The research is among the first compelling evidence that such face-to-face serious games can foster social learning and cultivate shifts in people’s perspectives and attitudes about complex public policy and planning issues, such as climate change adaptation, said Rumore.

“We hope this work catalyzes greater interest in and use of face-to-face serious games as a way to help raise awareness about public climate change risks and to build support for adaptation action,” she said.

Rumore’s research comes at a time when climate change is creating a variety of risks for communities throughout United State and globally, with potential impacts ranging from more severe and more frequent flooding and heat events, to reduced snowpack and increased drought. Such changes will have significant impacts on human and environmental health, she said.

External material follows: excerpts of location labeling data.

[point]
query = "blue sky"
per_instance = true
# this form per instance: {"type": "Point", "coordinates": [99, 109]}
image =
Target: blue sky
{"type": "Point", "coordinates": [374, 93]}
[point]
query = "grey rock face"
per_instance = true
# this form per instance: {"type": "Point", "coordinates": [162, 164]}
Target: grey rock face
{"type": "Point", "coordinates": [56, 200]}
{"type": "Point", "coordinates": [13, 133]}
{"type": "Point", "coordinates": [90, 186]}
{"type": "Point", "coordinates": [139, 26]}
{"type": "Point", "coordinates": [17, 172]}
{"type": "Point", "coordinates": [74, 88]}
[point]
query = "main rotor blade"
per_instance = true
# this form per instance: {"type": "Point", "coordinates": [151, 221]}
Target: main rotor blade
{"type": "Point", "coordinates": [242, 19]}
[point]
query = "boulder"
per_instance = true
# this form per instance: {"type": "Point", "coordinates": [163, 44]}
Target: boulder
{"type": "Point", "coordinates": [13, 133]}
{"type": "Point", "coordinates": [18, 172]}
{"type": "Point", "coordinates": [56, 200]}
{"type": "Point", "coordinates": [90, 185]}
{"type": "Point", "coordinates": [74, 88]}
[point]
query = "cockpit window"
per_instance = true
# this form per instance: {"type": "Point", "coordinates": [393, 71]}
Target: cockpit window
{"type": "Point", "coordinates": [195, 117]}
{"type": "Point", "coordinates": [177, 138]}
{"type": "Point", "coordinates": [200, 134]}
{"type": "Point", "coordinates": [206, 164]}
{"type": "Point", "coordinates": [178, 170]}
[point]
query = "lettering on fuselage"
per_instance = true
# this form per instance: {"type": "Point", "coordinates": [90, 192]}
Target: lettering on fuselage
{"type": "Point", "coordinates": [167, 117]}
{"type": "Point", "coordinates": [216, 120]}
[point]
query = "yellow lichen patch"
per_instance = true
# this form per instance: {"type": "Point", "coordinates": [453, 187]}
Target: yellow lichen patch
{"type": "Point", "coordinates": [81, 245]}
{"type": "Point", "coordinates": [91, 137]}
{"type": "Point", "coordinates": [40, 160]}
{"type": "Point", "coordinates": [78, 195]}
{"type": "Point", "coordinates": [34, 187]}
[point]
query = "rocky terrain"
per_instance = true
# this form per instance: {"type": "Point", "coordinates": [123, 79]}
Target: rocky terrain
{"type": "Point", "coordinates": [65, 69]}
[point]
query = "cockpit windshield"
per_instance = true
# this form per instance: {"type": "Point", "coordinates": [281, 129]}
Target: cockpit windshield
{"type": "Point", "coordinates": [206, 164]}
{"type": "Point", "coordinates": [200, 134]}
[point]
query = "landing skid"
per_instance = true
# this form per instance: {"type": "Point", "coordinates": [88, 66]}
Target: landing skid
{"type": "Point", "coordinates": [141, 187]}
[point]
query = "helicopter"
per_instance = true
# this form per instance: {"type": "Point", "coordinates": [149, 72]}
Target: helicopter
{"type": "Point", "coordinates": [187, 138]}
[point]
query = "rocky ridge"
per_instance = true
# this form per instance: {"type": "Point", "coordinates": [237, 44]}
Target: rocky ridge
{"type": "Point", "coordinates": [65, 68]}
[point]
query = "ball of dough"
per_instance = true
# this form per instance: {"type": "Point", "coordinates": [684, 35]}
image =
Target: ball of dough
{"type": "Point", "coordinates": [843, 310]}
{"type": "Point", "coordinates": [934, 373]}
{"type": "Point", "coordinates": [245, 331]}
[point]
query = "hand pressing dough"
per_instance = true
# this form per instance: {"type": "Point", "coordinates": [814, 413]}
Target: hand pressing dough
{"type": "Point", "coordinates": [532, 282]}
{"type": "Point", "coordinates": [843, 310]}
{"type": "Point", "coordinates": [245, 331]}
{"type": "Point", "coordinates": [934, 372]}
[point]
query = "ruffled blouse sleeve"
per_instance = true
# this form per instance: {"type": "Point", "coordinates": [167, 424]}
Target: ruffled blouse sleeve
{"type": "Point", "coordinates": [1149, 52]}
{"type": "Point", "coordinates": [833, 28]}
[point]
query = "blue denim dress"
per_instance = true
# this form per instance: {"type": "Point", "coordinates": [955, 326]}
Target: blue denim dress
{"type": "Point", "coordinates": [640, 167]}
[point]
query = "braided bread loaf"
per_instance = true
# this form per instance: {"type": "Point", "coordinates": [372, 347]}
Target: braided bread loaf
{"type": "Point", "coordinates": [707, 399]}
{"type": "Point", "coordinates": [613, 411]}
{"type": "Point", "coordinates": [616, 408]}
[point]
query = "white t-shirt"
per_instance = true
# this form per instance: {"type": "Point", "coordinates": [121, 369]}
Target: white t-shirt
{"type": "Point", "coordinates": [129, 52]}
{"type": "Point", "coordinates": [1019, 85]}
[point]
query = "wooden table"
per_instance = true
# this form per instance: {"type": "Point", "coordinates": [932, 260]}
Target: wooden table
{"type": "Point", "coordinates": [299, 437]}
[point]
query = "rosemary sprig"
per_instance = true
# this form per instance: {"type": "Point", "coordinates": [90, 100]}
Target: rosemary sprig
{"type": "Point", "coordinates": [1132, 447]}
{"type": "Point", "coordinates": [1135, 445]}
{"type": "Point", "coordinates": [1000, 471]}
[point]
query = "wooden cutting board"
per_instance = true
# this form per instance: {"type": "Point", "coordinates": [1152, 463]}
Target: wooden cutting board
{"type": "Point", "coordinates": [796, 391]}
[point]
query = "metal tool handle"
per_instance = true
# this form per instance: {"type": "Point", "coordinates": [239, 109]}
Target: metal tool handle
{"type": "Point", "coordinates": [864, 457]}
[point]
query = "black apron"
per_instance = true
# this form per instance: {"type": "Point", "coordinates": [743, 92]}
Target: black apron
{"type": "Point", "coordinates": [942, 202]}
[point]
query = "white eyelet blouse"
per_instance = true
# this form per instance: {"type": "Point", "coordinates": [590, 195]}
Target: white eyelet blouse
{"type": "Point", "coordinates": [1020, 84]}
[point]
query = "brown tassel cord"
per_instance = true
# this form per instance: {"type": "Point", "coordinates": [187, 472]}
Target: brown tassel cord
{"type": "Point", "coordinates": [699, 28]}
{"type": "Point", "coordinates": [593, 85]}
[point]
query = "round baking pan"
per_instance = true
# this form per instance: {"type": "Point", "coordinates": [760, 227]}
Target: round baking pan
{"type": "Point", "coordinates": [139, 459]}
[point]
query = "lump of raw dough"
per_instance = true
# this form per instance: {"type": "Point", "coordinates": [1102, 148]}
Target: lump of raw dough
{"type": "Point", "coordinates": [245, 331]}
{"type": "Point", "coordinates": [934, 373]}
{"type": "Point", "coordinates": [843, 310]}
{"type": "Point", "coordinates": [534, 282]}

She noted that while there is considerable scientific consensus that the climate is changing – and 2016 is currently on track to surpass 2015 as for the hottest year on record – very few cities and towns have taken meaningful action to prepare for and adapt to climate change-related risks. Instead, most communities continue to plan and build infrastructure as if the future climate were going to be the same as the past climate. As a result, they are often making themselves even more vulnerable to climate change’s effects, such as by allowing continued development in areas that will become increasingly flood or drought prone.

She’s hopeful the new research will bring greater awareness to the need for continued conversation in communities about adapting practices because of climate change.

More information about the subject is available in a recent book that Rumore co-authored, “Managing Climate Change Risks in Coastal Communities: Strategies for Engagement, Readiness and Adaptation.